04:15:41<nicolas17>we don't know why imgsrc is blocked on WBM, we're not the Internet Archive
04:16:01<Nicker8>Pretty sure because it doesn't accept .ru url
04:17:14<Flashfire42>Thats not how any of this works anymore. Since Archive.org started ignoring robots.txt it is only really excluded if its CSAM or if the website owner requests its removal
04:17:36<Nicker8>Oh maybe both
04:18:00<Nicker8>Well actually there's still CSAM on archive.org possibly depends on what your type is
04:18:11<nicolas17>https://web.archive.org/web/20240907062326/https://cctld.ru/
04:18:18<steering>If it were me, I would not be hosting anything that came from imgsrc.ru
04:18:20<nicolas17>dunno where you get the idea that all of .ru is blocked
04:18:50<Nicker8>I don't know where he gets the idea of how CSAM content is all blocked
04:19:59<Flashfire42>I meant on the wayback machine its only manual exclusions these days. If the website is requested to be removed by the site owner or if someone emails the archive.org info email adress and goes hey t.me/DEFSNOTILLEGAL/8887 has CSAM maybe you should block that from being viewed
04:20:11<Flashfire42>Thats what I meant
04:20:30<Flashfire42>Things dont generally get excluded from wayback
04:20:36<Nicker8>Yeah I get it it's not fully accurate of what it does I know
04:21:48<Flashfire42>There arent blanket blocks on tld tho
04:22:58<Nicker8>What do you mean blanket blocks lol
04:24:03<Flashfire42>I meant they wont just block a whole TLD. the individual site owner has to say hey exclude my website from archive.org or an admin at IA has to go Well fuck keeping this available to the public is not worth it right now lets dark it
04:24:45<Nicker8>Pretty sure the owner probably didn't want it on there
04:25:05<nicolas17>what do you want us to do?

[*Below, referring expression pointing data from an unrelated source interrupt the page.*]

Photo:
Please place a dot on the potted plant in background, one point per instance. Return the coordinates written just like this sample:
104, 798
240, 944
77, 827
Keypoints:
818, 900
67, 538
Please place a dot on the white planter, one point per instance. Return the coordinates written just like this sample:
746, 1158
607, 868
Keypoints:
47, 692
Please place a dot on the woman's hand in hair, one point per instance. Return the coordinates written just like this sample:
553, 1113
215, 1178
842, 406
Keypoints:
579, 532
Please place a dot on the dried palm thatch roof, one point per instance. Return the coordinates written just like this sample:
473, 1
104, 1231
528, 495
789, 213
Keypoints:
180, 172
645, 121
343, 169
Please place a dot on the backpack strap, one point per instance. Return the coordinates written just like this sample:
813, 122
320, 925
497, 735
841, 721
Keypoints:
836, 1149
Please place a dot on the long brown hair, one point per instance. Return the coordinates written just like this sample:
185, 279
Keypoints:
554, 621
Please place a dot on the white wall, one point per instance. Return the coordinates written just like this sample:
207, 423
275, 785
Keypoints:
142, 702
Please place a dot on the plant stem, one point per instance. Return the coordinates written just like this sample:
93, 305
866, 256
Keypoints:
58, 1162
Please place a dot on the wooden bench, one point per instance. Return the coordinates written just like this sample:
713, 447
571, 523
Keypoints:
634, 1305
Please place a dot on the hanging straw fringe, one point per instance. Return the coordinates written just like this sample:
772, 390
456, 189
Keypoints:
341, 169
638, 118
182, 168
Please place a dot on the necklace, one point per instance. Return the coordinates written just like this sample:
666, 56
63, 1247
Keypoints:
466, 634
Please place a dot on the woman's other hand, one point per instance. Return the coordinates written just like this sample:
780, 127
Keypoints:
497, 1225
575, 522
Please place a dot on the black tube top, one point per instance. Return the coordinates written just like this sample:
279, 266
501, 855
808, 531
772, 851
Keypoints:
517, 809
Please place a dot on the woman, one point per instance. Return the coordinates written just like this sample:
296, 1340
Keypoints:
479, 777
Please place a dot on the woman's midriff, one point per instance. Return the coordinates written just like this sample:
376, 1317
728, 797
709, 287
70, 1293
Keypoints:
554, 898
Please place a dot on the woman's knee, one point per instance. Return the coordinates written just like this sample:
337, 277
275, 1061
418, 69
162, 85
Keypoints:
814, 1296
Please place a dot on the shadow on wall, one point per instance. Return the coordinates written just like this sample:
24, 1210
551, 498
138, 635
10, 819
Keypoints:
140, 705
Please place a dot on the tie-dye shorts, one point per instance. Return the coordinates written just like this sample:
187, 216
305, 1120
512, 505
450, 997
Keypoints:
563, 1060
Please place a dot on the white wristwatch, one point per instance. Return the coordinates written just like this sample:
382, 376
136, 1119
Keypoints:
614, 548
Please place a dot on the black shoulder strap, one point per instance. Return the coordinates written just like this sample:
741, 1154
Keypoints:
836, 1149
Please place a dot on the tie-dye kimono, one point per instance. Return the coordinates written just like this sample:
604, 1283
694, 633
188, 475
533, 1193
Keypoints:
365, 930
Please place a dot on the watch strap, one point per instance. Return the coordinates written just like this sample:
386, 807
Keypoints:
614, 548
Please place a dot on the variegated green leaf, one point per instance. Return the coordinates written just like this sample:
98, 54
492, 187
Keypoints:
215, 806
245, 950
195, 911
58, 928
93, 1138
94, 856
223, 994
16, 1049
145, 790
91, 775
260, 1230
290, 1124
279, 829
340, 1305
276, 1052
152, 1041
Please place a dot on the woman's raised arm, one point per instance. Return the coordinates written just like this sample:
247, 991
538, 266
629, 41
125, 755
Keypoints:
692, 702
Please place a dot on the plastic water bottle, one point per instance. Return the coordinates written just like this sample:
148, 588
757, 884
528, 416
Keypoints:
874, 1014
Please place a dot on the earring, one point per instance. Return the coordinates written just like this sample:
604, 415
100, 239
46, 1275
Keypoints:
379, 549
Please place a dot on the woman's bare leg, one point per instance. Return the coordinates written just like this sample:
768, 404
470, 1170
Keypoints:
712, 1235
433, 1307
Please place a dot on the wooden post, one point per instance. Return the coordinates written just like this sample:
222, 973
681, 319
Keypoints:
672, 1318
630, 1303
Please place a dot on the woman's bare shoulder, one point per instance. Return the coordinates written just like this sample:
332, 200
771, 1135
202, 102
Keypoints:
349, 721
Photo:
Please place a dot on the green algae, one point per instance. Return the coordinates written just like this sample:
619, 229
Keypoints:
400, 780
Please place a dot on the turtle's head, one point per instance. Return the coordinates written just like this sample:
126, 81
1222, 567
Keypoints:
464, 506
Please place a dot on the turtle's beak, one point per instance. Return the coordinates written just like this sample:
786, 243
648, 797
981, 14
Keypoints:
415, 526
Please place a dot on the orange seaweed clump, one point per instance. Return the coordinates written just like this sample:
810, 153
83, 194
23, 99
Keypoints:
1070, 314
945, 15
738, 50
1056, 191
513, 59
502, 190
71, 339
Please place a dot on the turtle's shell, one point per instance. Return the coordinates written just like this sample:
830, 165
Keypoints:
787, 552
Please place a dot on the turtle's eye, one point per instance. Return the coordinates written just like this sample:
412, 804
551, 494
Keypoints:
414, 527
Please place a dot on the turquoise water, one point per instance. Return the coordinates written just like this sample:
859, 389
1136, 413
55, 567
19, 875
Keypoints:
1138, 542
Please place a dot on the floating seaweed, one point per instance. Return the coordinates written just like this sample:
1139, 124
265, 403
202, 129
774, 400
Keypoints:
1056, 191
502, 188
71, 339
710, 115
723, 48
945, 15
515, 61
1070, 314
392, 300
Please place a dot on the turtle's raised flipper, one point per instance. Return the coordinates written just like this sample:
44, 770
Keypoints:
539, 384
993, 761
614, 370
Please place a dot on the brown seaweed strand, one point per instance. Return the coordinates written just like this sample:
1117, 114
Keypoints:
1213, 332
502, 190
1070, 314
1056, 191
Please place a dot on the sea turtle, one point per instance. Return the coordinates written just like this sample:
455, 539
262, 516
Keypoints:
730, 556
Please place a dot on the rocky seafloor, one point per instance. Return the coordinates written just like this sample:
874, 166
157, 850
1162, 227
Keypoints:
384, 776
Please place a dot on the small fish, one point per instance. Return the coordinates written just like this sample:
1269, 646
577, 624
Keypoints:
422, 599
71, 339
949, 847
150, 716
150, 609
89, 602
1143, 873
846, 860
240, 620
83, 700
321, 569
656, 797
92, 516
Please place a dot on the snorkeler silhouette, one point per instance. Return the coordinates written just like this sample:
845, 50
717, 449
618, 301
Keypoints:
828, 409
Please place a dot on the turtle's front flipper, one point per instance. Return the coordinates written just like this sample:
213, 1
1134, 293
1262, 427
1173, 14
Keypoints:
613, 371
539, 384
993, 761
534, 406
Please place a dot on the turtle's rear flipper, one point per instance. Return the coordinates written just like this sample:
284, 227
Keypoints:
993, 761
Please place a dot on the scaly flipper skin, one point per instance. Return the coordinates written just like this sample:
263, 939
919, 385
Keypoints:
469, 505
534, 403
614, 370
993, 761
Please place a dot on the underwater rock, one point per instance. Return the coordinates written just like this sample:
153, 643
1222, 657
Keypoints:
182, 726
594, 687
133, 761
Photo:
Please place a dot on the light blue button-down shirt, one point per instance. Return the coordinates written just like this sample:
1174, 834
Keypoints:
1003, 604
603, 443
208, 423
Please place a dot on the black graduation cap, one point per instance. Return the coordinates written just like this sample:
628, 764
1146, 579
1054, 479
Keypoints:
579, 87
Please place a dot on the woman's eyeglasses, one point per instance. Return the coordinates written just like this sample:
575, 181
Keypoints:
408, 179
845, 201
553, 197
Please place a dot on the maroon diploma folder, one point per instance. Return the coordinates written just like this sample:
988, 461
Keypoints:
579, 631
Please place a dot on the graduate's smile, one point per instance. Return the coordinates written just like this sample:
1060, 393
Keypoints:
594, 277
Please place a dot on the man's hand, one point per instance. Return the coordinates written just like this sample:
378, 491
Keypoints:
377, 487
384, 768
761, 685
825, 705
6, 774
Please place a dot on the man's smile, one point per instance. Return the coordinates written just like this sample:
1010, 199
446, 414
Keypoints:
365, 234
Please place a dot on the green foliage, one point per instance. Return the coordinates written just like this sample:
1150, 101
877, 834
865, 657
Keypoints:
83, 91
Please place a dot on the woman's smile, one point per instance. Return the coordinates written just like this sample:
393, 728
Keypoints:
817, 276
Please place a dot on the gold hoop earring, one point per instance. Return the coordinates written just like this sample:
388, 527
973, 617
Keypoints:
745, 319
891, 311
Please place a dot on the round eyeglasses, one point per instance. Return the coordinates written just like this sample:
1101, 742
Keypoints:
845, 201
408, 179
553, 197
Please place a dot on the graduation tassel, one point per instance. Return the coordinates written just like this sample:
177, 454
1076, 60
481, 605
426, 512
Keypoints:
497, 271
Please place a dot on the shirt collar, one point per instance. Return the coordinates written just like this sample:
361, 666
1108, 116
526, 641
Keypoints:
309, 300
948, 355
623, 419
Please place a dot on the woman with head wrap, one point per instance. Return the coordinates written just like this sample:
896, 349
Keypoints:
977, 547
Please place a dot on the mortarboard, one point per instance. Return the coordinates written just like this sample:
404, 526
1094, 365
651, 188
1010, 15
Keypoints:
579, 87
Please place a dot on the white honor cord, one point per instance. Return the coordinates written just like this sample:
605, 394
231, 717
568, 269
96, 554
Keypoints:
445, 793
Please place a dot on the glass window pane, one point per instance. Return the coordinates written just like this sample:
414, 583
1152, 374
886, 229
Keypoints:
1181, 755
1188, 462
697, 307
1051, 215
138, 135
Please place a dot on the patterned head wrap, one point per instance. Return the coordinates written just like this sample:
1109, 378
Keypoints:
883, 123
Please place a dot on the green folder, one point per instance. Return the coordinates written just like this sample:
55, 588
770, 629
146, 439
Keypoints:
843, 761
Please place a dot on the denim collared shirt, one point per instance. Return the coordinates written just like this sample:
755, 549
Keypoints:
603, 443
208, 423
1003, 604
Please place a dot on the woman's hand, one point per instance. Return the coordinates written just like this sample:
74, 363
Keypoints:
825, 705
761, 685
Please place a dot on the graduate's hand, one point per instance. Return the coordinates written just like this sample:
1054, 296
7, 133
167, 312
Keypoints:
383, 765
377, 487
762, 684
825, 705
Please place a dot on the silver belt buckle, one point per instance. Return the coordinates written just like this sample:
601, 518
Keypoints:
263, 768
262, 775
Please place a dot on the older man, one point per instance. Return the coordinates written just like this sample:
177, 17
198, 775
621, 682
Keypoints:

04:25:06<Flashfire42>Then yeah that is what has happened then they would have manually requested exclusion
04:26:04<Nicker8>Find another site like wbm if it's possible or find an archiving accessible data site that either gets created or already is there
04:31:46<nulldata>You're welcome to create your own
04:32:08<Nicker8>I have to do all the work?
04:32:42<nulldata>Build it and they will come - maybe
04:33:00<Nicker8>I just signed up to this and this is what I'm getting right now
04:33:02<nicolas17>we have to do all the work for you?
04:33:15<Nicker8>I thought that's what your job is
04:33:25<TheTechRobo>our job is to archive the data
04:33:27<TheTechRobo>not to store it
04:33:27<Nicker8>The "archiveteam"
04:33:34<TheTechRobo>Storing data is expensive
04:33:54<TheTechRobo>The Mildom project is 240TiB so far. That's roughly ten 24TB hard drives
04:34:00<nulldata>There's plenty of existinf open source AT projects to bootstrap from
04:34:15<nicolas17>why should we work on archiving imgsrc.ru with so many other sites to archive? (some of which already announced they will shut down soon so they are obviously a priority)
04:34:39<Nicker8>Isn't imgsrc.ru one of them?
04:34:52<nicolas17>did they announce they are shutting down soon?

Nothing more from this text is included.